Mündliche Berichte können bestehende kolonial geprägte Historiografie ergänzen.
Wert der mündlichen Überlieferungen:
Ergänzen die Untersuchung bestimmter Ereignisse durch zusätzliche Perspektiven.
Kontrastieren koloniale Darstellungen mit der Perspektive der betroffenen indigenen Bevölkerung.
Beispiele für die Ergänzung durch mündliche Überlieferungen:
Maji Maji Project an der National University von Tansania: Sammlung von Augenzeugenberichten zum Aufstand gegen die deutsche Kolonialherrschaft (1905-1907).
Untersuchung von Margaret J. Wiener: Ergänzung der Untersuchung eines puputan auf Bali (1908) durch Interviews.
Neue Details und kulturelles Verständnis:
Ergänzung kolonialer Geschichtsschreibung durch neue Details und authentisches Verständnis zentraler kultureller Phänomene (z.B. maji-Kult, puputan).
Übergang zwischen oral history und oral tradition:
Mündliche Traditionen schriftloser Gesellschaften und Augenzeugenberichte werden durch Interviews erfasst.
Interviews als Quelle sind unter spezifischen Voraussetzungen von den Forschenden selbst "erzeugt".
Kriterien der Quellenkritik:
Geltung der Kriterien der Quellenkritik für mündliche Überlieferungen wie für andere Zeugnisse.
Berücksichtigung der Interviewsituation bei der "äußeren Kritik".
Einflussfaktoren bei der Interviewführung:
Einfluss des/der Interviewers/Interviewerin, Kommunikationsschwierigkeiten, Sprachbarrieren (Muttersprache oder Übersetzung), gesellschaftliche Tabus, Fragestellung, Umgebung und Anwesenheit anderer.
Auswirkungen dieser Faktoren auf den Erzählenden und die Qualität der erhaltenen Informationen.
Führen eigener Interviews vs.

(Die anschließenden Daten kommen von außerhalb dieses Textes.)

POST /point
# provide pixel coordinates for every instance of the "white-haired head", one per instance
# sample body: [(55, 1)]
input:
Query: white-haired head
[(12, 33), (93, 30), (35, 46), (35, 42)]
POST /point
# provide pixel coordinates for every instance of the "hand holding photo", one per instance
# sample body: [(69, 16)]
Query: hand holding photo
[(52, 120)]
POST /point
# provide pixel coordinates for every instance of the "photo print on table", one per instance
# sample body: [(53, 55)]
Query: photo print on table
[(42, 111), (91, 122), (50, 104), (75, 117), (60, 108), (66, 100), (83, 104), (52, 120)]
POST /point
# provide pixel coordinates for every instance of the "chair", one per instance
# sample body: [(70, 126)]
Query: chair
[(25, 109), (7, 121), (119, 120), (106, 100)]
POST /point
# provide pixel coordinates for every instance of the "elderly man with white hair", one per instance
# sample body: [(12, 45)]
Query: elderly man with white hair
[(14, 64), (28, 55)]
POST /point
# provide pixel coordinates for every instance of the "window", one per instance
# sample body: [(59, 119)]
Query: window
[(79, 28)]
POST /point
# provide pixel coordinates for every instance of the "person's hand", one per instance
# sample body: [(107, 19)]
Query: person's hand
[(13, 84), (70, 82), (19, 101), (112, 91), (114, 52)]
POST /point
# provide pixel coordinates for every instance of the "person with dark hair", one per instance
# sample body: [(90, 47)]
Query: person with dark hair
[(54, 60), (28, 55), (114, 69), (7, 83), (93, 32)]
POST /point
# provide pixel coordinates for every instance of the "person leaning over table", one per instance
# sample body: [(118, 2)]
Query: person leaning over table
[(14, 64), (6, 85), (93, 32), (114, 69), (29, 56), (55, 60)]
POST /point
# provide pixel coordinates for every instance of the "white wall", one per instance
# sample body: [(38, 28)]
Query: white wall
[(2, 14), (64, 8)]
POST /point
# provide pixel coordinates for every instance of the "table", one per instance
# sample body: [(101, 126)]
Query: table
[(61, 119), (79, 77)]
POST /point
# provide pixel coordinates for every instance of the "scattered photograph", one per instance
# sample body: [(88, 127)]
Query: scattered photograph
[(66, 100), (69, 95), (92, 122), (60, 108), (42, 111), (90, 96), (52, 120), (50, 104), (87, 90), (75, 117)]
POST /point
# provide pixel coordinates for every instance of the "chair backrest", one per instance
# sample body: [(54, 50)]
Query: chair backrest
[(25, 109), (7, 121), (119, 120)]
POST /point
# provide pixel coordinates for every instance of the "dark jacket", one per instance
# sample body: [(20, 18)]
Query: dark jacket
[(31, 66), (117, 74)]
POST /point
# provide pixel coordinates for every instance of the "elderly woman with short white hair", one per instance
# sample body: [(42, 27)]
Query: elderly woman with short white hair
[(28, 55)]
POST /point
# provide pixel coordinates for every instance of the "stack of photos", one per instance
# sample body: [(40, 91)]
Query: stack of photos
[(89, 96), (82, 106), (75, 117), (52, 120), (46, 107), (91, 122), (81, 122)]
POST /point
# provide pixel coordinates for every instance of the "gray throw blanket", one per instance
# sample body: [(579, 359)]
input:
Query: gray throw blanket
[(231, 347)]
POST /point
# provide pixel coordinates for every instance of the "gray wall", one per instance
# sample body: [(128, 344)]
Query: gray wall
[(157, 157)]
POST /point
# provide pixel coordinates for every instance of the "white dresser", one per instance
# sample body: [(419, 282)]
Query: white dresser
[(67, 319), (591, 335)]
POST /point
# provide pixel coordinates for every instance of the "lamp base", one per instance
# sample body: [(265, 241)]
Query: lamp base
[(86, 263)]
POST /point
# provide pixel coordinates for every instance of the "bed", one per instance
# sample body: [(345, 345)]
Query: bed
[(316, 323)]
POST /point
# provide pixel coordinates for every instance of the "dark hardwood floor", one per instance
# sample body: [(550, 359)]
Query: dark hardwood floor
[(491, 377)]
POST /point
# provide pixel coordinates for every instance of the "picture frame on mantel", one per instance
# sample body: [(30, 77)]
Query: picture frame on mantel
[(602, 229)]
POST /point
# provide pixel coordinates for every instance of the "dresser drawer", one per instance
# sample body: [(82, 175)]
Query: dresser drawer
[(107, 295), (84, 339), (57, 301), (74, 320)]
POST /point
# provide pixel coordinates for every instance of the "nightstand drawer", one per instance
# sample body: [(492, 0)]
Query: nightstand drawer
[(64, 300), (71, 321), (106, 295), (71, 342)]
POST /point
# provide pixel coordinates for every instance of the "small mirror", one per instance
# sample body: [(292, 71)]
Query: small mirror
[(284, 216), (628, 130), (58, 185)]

Nutzung vorhandener Transkriptionen:
Möglichkeit, eigene Interviews zu führen bei methodischer Sorgfalt.
Nutzung bereits durchgeführter und archivierter Transkriptionen, insbesondere wenn keine Zeitzeugen mehr leben (z.B. für den Krieg in Deutsch-Ostafrika).
Europäische Schriftquellen I: Reiseberichte
Die ersten europäischen Begegnungen mit außereuropäischen Gesellschaften fanden häufig während Entdeckungsreisen statt. Viele dieser Begegnungen sind uns heute in Form von Reiseberichten überliefert, die eine wesentliche Quelle für die außereuropäische Geschichte darstellen.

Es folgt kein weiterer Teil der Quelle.